Leo: Opa! Tem como tu me dar uma carona da UNIPAMPA até a URCAMP?
Kaio: Meio do nada esse pedido, mas posso sim
Leo: Obrigado! Tá salvando minha vida
Kaio: Dramático… Daqui a pouco tô chegando aí
— E aí, resolveu? — Witor perguntou.
— Sim, um amigo tá vindo me buscar.
— O amigo, aquele amigo? O emo?
Leo queria nunca ter falado para Witor sobre Kaio. Na verdade, ele queria ter sido capaz de não contar a ninguém sobre Kaio, mas parecia que desde o dia da chuva, que agora fazia mais de mês, ele era incapaz de conversar sobre outro tópico. A cada dez frases que saiam de sua boca, seis começavam com “não, porque o Kaio…”, “vocês sabiam que o Kaio…”, e por aí vai.
— Como tu sabe que é ele? Podia ser outro.
— Acho difícil. Não conheço um amigo teu que tenha carro, sem ser esse. Os outros todos pegam ônibus pra cá.
Leo tirou a mochila das costas e se sentou na cadeira ao lado do balcão. Witor ficava olhando para ele com aquela cara de quem conhece todos os alunos sem precisar que eles contem muita coisa. Os dois ficaram vendo o parado movimento da tarde no saguão até que Leo viu Kaio entrando com o carro na universidade (e, aliás, entrando pela saída, na contramão do estacionamento).
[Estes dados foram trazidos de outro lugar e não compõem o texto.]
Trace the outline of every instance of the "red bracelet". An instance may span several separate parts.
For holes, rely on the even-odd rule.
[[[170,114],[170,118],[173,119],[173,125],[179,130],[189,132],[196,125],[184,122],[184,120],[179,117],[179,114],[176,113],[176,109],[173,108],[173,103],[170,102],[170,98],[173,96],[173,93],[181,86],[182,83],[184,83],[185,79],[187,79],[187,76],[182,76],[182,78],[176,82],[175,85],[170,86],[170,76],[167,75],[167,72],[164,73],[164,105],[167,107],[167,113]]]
— Um HB20? Sério? — Witor perguntou.
— Pois é, difícil de acreditar né?
Kaio parou o carro bem de frente para a entrada da universidade. Leo nunca tinha visto ele de camiseta de mangas curtas. O clima naquele começo de agosto ainda não tinha permitido sair só de camiseta, mas ali ele estava, e Leo parou por um momento observando a figura de Kaio através do para-brisa do carro.
Quando acordou do susto, Leo correu até o carro, abriu a porta e entrou como se já estivesse acostumado, como se já tivesse pegado carona com Kaio outras vezes. Antes de falar qualquer coisa, sentiu um cheiro tão bom que não sabia se era Kaio ou o carro. Sentiu também que estava mais quente no carro do que na rua. Só não sabia se era o carro que estava quente ou ele mesmo.
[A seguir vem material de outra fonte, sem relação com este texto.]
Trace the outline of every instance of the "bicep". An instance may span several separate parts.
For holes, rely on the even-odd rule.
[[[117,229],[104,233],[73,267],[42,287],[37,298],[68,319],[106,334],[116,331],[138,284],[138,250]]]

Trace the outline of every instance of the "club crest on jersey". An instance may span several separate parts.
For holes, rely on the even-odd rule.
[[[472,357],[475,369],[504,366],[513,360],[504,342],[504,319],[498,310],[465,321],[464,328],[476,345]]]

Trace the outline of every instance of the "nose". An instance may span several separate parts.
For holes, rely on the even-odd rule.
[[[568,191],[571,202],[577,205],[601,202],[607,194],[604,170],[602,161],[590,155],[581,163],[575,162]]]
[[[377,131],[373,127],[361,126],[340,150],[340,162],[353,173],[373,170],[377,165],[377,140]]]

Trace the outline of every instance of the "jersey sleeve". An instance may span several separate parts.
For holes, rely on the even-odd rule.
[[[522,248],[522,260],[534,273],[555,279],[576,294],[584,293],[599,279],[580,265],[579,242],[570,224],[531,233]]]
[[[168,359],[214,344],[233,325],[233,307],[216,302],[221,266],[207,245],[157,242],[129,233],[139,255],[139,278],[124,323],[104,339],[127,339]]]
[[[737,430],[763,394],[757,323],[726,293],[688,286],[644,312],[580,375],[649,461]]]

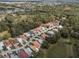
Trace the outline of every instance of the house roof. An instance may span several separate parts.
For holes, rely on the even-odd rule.
[[[29,45],[29,47],[30,47],[33,51],[35,51],[35,52],[38,52],[38,51],[39,51],[39,49],[36,48],[34,45]]]
[[[46,37],[48,37],[48,35],[46,35],[45,33],[41,34],[41,38],[45,39]]]
[[[37,48],[40,48],[41,44],[39,44],[37,41],[32,41],[32,44],[36,46]]]
[[[18,51],[18,56],[20,58],[28,58],[29,57],[29,55],[24,50],[19,50]]]
[[[25,52],[27,52],[27,54],[29,56],[31,56],[31,54],[32,54],[33,51],[30,48],[24,48],[24,50],[25,50]]]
— Tá tudo bem? — Kaio perguntou. As sobrancelhas loiras estavam franzidas. Ele encarou Leo, procurando alguma resposta em seu rosto.
— Tá sim.
Nem notou que já estavam passando do portão da faculdade. Kaio dirigia concentrado, ou talvez fosse nervosismo. Ele trocou quatro vezes de marcha até chegar na Avenida Santa Tecla, e só acertou duas de primeira. Tocava uma música no rádio, Leo não conhecia.
— Te pago com um pancho — disse assim que conseguiu raciocinar.
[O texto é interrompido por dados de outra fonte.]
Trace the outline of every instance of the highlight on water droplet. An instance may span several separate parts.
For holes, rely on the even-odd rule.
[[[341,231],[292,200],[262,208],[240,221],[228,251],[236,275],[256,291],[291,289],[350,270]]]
— Não precisa me pagar, mas eu aceito.
— Tava fazendo alguma coisa? Te atrapalhei?
— Tava na minha meditação diária sobre ir ou não para a aula — disse. — Inclusive, ainda não decidi.
Leo não respondeu, ele não estava em seu funcionamento normal, se perdeu um pouco mais com a imagem de Kaio, como a camiseta branca e larga caía bem nele, como a luz do sol poente o favorecia.
Kaio percebeu os olhares, não tinha como não perceber, Leo não sabia disfarçar. Resolveu falar alguma coisa, não sabia lidar com aquele tipo de silêncio como sabia lidar com os outros.
— Já sei que teu “Leo” não é de “Leonardo” — começou a falar. — Mas, afinal, é de quê? Leonel?
— Não tenho 60 anos pra me chamar “Leonel”.
— Leôncio, então? — tentou mais uma vez. — Leônidas?
— Piorou.
— Leorio? — Não podia perder a chance de fazer uma piada de otakinho.
Leo riu.
— Se eu sou o Leorio, tu é quem? O Kurapika? — Leo entrou na brincadeira.
— Tá querendo que eu cure a tua? — respondeu automaticamente, sem pensar antes.
Kaio sentiu o rosto aquecer, ficou nervoso, quase bateu o carro porque esqueceu de parar na rotatória. Torceu para que Leo não tivesse percebido. Mesmo sendo só uma piada, ele poderia interpretar como uma proposta. E será que não era mesmo uma proposta? Ainda não tinha tido coragem de ter uma conversa consigo mesmo sobre seus sentimentos sobre Leo.
No outro banco, Leo estava tão nervoso quanto. Não sabia como responder, se deveria retrucar com outra piada ou se deveria dizer apenas “quero”. Acabou ficando em silêncio.
Kaio sentia que Leo não ter respondido era quase pior do que qualquer coisa que ele poderia ter respondido. Será que ele tinha deixado as coisas estranhas? Ele não queria parecer um cara esquisito que dá caronas em troca de favores sexuais.
Ficaram em silêncio até o fim do caminho, só se podia ouvir a música que saía dos alto-falantes do carro e os barulhos das ruas. Kaio nunca ficou tão aliviado por ter chegado até a URCAMP sem bater o carro.